Tuesday, September 16, 2008

The Battle Between Blatant & Invisible

Every writer spills their own world views and opinions into their writing. And if you’re writing about such topical issues, as abortion, gun control, the death penalty, cloning, vegetarianism, it’s nearly impossible to keep your opinion silent. Generally why you’re driven to write such a piece is to make your point shine and sparkle while chucking mud at the opposing one.

While you can certainly use your writing to relay your convictions or teach moral lessons, it’s best if you don't use your characters or narrator as soap box speakers. Readers know when they've suddenly been jerked out of Middle Earth and dumped into church or a political pep rally, and since the bait-and-switch was never noted on the ticket, now you've got them steamed.

I am a Christian and cannot separate myself from my core beliefs. I can create other characters with different opinions than me and make them believable, but I could not write a book centered around evolution let’s say, because I believe God is the Creator of all. While I’m friends with atheists, wiccans and homosexuals because I’m interested in knowing and loving people regardless of what they believe, I cannot write something with the intent of spreading a message that is contrary to my views.

One of my threads in Kings & Queens follows a character’s path to redemption. It’s not the main point of the book, but it’s still resonating because of this character’s hunger and need to feel free and forgiven. Instead of preaching, I demonstrated God’s grace in his life, and I didn’t expound on it in the narrative. Since I’m writing for a mainstream audience, that’s not fair to readers who don’t believe in Jesus or the Bible to suddenly get dealt a sermon out of nowhere. I’m not trying to preach. I’m trying to show.

Now in my story’s context, it’s not a “Christian” book, and it doesn’t matter what a reader believes because my beliefs are in the character’s experience.
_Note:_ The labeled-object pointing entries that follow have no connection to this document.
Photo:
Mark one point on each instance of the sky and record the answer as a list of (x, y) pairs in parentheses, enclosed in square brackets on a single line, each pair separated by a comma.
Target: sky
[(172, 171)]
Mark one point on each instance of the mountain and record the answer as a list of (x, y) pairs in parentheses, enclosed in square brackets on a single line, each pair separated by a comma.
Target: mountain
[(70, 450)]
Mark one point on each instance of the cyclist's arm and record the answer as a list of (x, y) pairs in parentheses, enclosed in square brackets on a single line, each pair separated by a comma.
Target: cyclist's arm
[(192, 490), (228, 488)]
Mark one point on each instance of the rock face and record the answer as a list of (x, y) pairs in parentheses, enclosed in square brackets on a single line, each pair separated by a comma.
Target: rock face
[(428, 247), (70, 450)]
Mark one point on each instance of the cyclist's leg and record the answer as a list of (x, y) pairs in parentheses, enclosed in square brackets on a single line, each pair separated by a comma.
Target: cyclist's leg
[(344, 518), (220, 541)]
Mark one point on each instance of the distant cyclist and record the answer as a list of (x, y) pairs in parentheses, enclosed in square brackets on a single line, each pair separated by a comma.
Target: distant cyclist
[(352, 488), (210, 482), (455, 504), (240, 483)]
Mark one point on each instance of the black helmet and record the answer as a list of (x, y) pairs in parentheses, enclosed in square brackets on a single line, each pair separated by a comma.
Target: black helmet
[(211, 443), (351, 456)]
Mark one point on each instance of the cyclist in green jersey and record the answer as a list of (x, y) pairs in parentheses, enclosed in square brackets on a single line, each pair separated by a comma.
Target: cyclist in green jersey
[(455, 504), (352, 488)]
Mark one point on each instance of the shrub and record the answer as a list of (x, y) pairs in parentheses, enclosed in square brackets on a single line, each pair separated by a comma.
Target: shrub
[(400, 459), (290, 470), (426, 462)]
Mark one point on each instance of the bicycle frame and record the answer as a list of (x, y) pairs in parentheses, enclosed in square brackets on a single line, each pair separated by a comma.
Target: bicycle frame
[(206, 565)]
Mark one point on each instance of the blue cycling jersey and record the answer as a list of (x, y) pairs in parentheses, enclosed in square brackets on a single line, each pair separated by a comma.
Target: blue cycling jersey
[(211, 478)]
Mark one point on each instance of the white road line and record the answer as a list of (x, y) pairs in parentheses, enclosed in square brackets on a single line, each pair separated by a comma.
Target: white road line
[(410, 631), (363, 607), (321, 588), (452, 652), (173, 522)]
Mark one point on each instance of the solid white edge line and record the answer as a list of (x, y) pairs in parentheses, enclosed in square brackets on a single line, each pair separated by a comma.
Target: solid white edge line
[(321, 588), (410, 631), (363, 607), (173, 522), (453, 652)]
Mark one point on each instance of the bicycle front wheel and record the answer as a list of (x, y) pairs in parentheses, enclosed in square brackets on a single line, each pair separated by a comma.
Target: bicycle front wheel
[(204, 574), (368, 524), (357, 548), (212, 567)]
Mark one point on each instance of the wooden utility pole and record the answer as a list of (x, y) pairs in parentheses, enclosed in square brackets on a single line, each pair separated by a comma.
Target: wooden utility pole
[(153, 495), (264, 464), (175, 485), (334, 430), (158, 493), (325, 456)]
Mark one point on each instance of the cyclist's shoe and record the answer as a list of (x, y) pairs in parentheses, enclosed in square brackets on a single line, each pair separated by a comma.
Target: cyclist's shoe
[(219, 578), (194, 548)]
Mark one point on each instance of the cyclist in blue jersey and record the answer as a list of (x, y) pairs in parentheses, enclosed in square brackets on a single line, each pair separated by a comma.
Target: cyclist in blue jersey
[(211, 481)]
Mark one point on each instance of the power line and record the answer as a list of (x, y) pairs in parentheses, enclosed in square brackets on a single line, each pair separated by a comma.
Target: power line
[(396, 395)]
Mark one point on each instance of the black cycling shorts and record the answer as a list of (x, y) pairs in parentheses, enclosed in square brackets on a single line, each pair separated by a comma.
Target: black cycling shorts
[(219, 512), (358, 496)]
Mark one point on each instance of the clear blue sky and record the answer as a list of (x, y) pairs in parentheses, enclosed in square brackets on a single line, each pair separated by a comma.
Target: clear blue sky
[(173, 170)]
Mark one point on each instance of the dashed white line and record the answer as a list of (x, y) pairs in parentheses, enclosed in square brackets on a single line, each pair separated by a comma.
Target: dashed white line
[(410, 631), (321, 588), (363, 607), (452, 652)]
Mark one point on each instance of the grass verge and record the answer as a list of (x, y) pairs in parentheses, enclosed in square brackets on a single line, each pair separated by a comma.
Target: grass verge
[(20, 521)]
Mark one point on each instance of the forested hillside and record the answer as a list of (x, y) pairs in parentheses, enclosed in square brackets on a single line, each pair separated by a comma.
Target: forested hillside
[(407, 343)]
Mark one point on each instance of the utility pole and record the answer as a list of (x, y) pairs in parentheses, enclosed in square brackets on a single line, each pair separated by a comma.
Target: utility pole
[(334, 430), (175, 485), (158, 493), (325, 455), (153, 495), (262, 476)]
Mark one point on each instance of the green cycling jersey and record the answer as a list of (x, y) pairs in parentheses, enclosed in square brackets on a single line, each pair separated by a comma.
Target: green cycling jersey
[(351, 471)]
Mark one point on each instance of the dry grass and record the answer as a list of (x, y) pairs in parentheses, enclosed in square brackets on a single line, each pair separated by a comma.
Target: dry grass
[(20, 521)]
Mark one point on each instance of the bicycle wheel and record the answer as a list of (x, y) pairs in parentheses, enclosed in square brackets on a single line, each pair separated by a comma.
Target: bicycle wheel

With his sin being so wretched, God’s grace is strong enough to speak for itself. The door is open for someone to think, Hey, if God can forgive a person like that, then He could totally forgive me. I can still impact readers who have the same kind of hunger as my character without alienating and putting-off the rest.

My sequel, Sapphire Reign, gets darker and has spiritual elements also, but now I'm trying to demonstrate God's power and love. Because there's an underlining spiritual battle going on, it's been a challenge to keep that God-element low-key in the story. It needs to be there but not in an obtrusive way.

Sparks of inspiration are birthed out of conviction, but when you’re infusing that fire and fury into a piece, and you’re intending on marketing it to a broad audience, step away for a while, then come back to it and try and read it as someone with a different view. Even members of your choir don't like to be preached at. In fiction, it's a total groaner. Does your prose sound like a protest, a sermon, a pointing finger? Is it too obviously drenched in your beliefs that it no longer sounds like fiction? If so, you’ll need to rework it so that your point won't be so head-bashing. Subtlety works best. Try to show and demonstrate as much as possible and speak a whole lot less. Stay invisible as an author so your readers won’t be reaching for tomatoes and stones.

~ Signing off and sending out cyber hugs.